Lena took a step back and looked her husband over. She smiled as she said, “You're lookin' good, skipper. After all these years, you're still smokin'.”
“You think?” He turned left and right, showing off. When he stopped, he look at his wife and saw that she wore a dress with a light jacket over it. After a lengthy pause, Hank commented, “You look beautiful.”
“Thanks,” she beamed as Hank kissed her on the top of her head. They briefly embraced before Lena said, “You ready?”
“Ready as I'll ever be,” Hank stepped out of their bathroom and into the bedroom. “Have I ever told you how much I hate this getup?” He sat down on the bed and rubbed his bare chin.
“On numerous occasions,” Lena sat down beside him. “It's all part of it though, being captain and all.”
“Yeah, it is,” Hank sighed. “There's a lot of crap that goes with this job. But this? This is the worst. I've always hated funerals. I've hated going to them, but a long time ago, I could never see myself, you know, doing one. Now it seems like we're having to do this all the time. It's like it's normal. And I hate that. I hate it so much.”
Lena nodded and put her hand on his shoulder, “I know what you mean, Hank.”
“Someone has to do this though. It's days like these I wish it didn't have to be me.”
“Yeah,” Lena exhaled as she leaned on her husband's arm. “I know what you mean.”
“Did you choose a song?” Hank asked, hoping to make the subject something less depressing.

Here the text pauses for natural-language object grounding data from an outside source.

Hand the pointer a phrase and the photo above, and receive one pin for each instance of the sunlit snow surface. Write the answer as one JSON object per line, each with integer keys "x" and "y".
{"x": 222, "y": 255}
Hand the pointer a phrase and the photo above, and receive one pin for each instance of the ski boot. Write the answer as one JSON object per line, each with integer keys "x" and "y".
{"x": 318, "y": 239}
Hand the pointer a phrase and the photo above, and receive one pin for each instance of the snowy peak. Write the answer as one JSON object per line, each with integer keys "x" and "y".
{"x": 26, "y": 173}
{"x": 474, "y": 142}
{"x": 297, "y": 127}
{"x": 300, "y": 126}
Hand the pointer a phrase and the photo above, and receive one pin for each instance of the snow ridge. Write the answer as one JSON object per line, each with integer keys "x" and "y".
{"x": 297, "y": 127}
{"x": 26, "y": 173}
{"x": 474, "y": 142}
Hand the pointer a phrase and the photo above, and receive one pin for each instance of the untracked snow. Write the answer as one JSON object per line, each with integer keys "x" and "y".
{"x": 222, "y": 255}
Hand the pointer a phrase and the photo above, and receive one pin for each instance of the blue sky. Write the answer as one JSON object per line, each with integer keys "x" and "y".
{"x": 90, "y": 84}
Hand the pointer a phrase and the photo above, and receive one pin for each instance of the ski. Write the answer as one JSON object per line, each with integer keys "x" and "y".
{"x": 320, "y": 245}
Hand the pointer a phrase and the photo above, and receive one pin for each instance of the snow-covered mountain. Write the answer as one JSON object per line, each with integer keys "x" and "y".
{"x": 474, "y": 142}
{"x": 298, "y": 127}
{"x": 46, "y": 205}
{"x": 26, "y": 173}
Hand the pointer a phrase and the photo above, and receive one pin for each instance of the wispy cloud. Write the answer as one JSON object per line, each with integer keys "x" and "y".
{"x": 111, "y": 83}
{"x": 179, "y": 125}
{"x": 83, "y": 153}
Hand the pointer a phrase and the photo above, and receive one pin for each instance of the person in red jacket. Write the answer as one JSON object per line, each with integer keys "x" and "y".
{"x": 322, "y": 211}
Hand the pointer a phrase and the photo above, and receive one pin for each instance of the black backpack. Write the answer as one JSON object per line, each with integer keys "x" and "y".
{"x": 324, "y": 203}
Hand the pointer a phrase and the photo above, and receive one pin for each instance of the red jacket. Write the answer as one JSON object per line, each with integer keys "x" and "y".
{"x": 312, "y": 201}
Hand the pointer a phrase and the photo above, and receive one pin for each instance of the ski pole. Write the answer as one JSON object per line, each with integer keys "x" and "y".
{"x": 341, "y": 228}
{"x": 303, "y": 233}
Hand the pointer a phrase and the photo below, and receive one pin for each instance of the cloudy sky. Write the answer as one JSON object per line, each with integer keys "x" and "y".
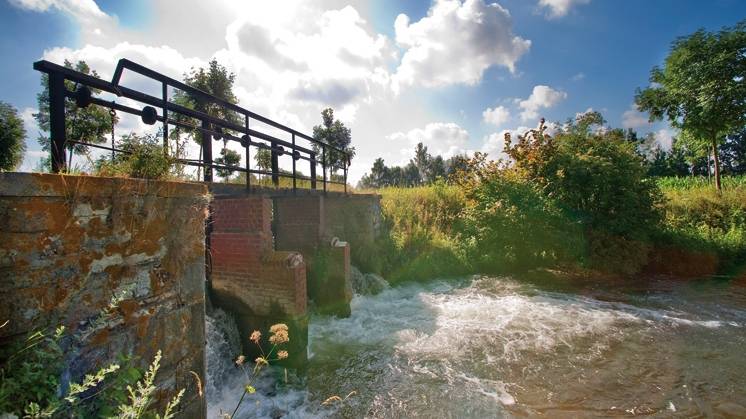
{"x": 452, "y": 74}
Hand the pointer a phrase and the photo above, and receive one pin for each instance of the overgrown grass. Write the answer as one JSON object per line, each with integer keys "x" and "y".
{"x": 425, "y": 227}
{"x": 422, "y": 225}
{"x": 697, "y": 217}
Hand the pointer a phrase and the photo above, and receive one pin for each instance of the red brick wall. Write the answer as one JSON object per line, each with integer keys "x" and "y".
{"x": 244, "y": 264}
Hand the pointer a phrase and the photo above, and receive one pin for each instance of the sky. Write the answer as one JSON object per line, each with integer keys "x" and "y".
{"x": 455, "y": 75}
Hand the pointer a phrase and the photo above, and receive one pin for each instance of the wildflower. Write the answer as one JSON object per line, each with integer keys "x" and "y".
{"x": 279, "y": 337}
{"x": 277, "y": 327}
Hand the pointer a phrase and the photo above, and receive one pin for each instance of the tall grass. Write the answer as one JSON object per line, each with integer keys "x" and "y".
{"x": 426, "y": 226}
{"x": 697, "y": 216}
{"x": 423, "y": 224}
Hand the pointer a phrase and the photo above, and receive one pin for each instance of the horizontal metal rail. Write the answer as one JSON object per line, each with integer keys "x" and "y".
{"x": 209, "y": 126}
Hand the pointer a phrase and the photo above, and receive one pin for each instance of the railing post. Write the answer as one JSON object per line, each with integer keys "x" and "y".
{"x": 248, "y": 157}
{"x": 165, "y": 118}
{"x": 293, "y": 154}
{"x": 57, "y": 121}
{"x": 207, "y": 151}
{"x": 275, "y": 165}
{"x": 313, "y": 171}
{"x": 323, "y": 165}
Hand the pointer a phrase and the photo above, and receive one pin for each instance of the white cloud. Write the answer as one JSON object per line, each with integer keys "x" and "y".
{"x": 633, "y": 118}
{"x": 496, "y": 116}
{"x": 559, "y": 8}
{"x": 441, "y": 138}
{"x": 664, "y": 138}
{"x": 542, "y": 97}
{"x": 456, "y": 42}
{"x": 292, "y": 61}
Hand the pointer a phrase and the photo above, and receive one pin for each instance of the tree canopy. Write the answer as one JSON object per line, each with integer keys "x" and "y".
{"x": 336, "y": 134}
{"x": 12, "y": 137}
{"x": 700, "y": 89}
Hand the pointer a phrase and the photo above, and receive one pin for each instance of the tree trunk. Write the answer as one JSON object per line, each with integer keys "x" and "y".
{"x": 717, "y": 165}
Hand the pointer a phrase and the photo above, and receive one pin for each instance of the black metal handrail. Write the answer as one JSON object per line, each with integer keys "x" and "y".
{"x": 210, "y": 127}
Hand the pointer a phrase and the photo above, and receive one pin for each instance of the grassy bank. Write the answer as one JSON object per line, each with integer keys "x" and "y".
{"x": 700, "y": 220}
{"x": 428, "y": 226}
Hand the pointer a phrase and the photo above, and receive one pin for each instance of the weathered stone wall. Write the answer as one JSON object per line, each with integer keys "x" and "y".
{"x": 71, "y": 245}
{"x": 356, "y": 219}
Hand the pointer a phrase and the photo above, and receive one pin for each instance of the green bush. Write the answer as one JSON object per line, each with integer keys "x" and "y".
{"x": 420, "y": 239}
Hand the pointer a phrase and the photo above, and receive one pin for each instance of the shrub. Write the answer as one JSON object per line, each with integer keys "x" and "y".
{"x": 511, "y": 224}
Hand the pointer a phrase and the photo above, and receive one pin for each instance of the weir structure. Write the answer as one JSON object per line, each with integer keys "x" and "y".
{"x": 270, "y": 253}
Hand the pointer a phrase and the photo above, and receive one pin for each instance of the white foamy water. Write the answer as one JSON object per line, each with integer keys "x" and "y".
{"x": 495, "y": 347}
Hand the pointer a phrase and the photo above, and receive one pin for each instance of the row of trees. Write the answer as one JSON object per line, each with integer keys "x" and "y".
{"x": 423, "y": 169}
{"x": 95, "y": 125}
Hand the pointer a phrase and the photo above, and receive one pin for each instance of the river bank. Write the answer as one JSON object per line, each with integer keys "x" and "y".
{"x": 701, "y": 233}
{"x": 484, "y": 346}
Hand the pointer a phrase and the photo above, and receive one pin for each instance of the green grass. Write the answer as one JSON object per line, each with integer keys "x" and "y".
{"x": 423, "y": 226}
{"x": 699, "y": 182}
{"x": 698, "y": 217}
{"x": 422, "y": 240}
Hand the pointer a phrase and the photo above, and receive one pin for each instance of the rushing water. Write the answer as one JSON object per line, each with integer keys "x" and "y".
{"x": 498, "y": 347}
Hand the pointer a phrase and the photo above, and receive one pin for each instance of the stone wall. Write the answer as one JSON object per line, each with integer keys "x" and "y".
{"x": 71, "y": 246}
{"x": 356, "y": 219}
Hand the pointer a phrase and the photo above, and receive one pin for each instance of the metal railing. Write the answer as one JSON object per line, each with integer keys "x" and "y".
{"x": 209, "y": 127}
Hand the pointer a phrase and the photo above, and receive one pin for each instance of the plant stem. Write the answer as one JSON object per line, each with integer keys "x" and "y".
{"x": 239, "y": 404}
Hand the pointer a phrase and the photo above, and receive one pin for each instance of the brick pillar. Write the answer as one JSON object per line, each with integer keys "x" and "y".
{"x": 258, "y": 285}
{"x": 300, "y": 225}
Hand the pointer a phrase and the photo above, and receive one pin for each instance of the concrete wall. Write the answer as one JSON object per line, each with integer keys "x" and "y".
{"x": 70, "y": 245}
{"x": 356, "y": 219}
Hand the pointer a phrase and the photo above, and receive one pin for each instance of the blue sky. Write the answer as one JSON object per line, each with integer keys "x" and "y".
{"x": 428, "y": 77}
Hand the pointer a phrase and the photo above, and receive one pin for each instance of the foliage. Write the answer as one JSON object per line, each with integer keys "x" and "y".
{"x": 91, "y": 124}
{"x": 12, "y": 137}
{"x": 278, "y": 336}
{"x": 263, "y": 159}
{"x": 700, "y": 88}
{"x": 141, "y": 157}
{"x": 141, "y": 396}
{"x": 215, "y": 80}
{"x": 336, "y": 134}
{"x": 227, "y": 157}
{"x": 599, "y": 180}
{"x": 421, "y": 233}
{"x": 31, "y": 384}
{"x": 423, "y": 169}
{"x": 700, "y": 219}
{"x": 511, "y": 224}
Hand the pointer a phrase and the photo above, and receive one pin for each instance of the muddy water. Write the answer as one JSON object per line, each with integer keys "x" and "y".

“I did,” she came off his shoulder. “James and I picked an older shaker hymn called 'Simple Gifts.'”
“Have I heard it?”
“At some point, probably. It has one of those tunes you just know.”
“Well, why this one?”
“It just felt right. It's quiet, simple, maybe a little sad, but it's hopeful. And Jane sings it so beautifully. I think it works. I hope it works.”
“It will,” Hank stood and turned to face his wife. “Come on, honey, let's go face death.”